Modeling cognitive processes of natural reading with transformer-based Language Models
Bruno Bianchi, Fermín Travi, Juan E. Kamienkowski
TL;DR
This work evaluates transformer-based language models as predictors of eye-tracking measures during natural reading in Rioplatense Spanish, comparing model-derived comp-Pred with human cloze-Pred within linear mixed-effects models. It extends prior approaches by using GPT2 and LLaMA variants to generate computational predictabilities and assesses their additive and residual relationships to First Pass Reading Time. The results show transformer models explain more variance than earlier approaches but do not fully match human predictability, with cloze-Pred residual variance still present and interacting with lexical frequency. The study underscores a partial convergence between AI language modeling and human reading processes, while emphasizing the need for broader cross-language validation and deeper exploration of what these models learn about real-time language comprehension.
Abstract
Recent advances in Natural Language Processing (NLP) have led to the development of highly sophisticated language models for text generation. In parallel, neuroscience has increasingly employed these models to explore cognitive processes involved in language comprehension. Previous research has shown that models such as N-grams and LSTM networks can partially account for predictability effects in explaining eye movement behaviors, specifically Gaze Duration, during reading.
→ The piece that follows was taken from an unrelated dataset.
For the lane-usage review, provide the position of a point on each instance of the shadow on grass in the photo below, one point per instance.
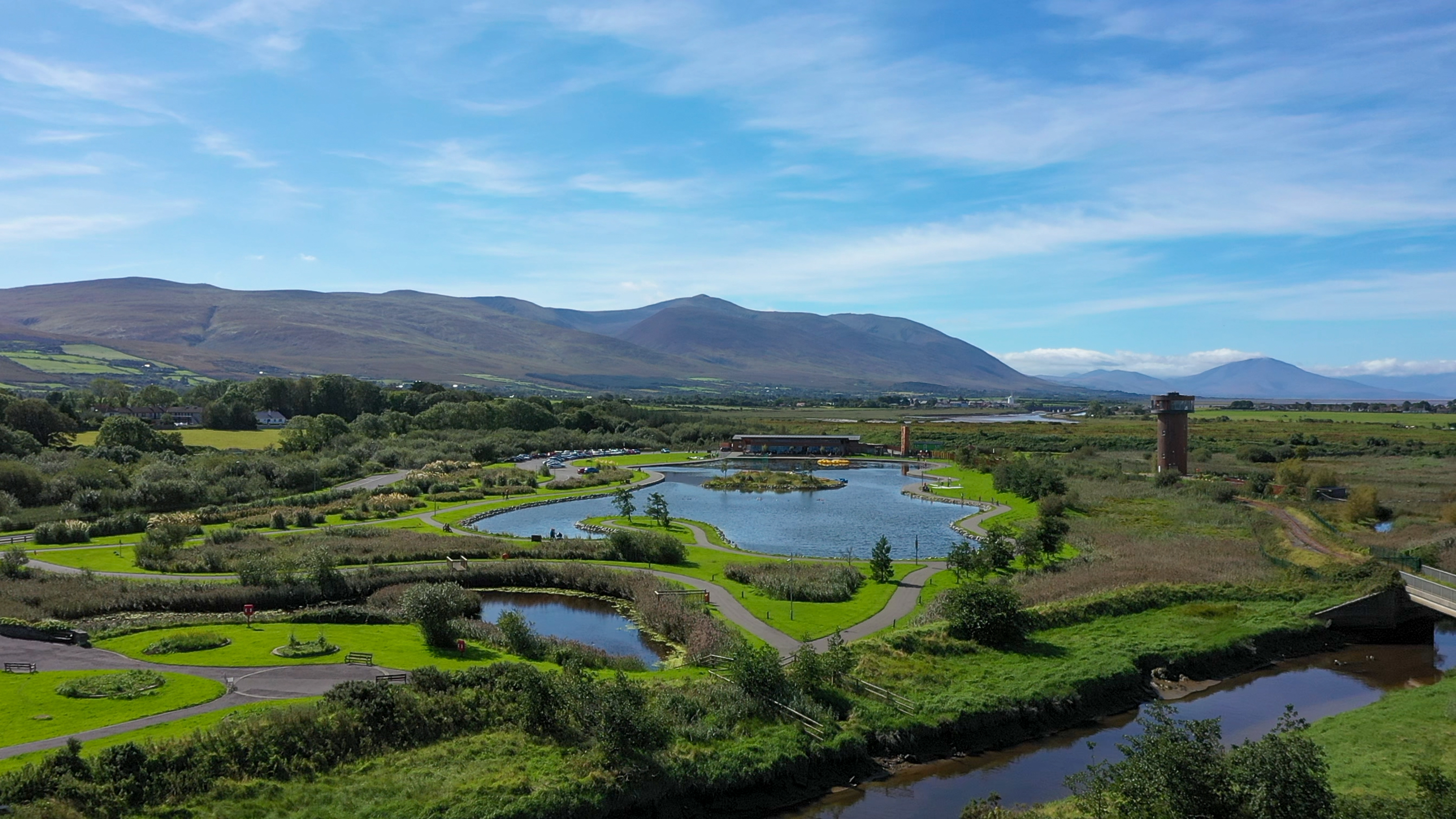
(1039, 649)
(472, 654)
In this study, we extend these findings by evaluating transformer-based models (GPT2, LLaMA-7B, and LLaMA2-7B) to further investigate this relationship. Our results indicate that these architectures outperform earlier models in explaining the variance in Gaze Durations recorded from Rioplantense Spanish readers. However, similar to previous studies, these models still fail to account for the entirety of the variance captured by human predictability. These findings suggest that, despite their advancements, state-of-the-art language models continue to predict language in ways that differ from human readers.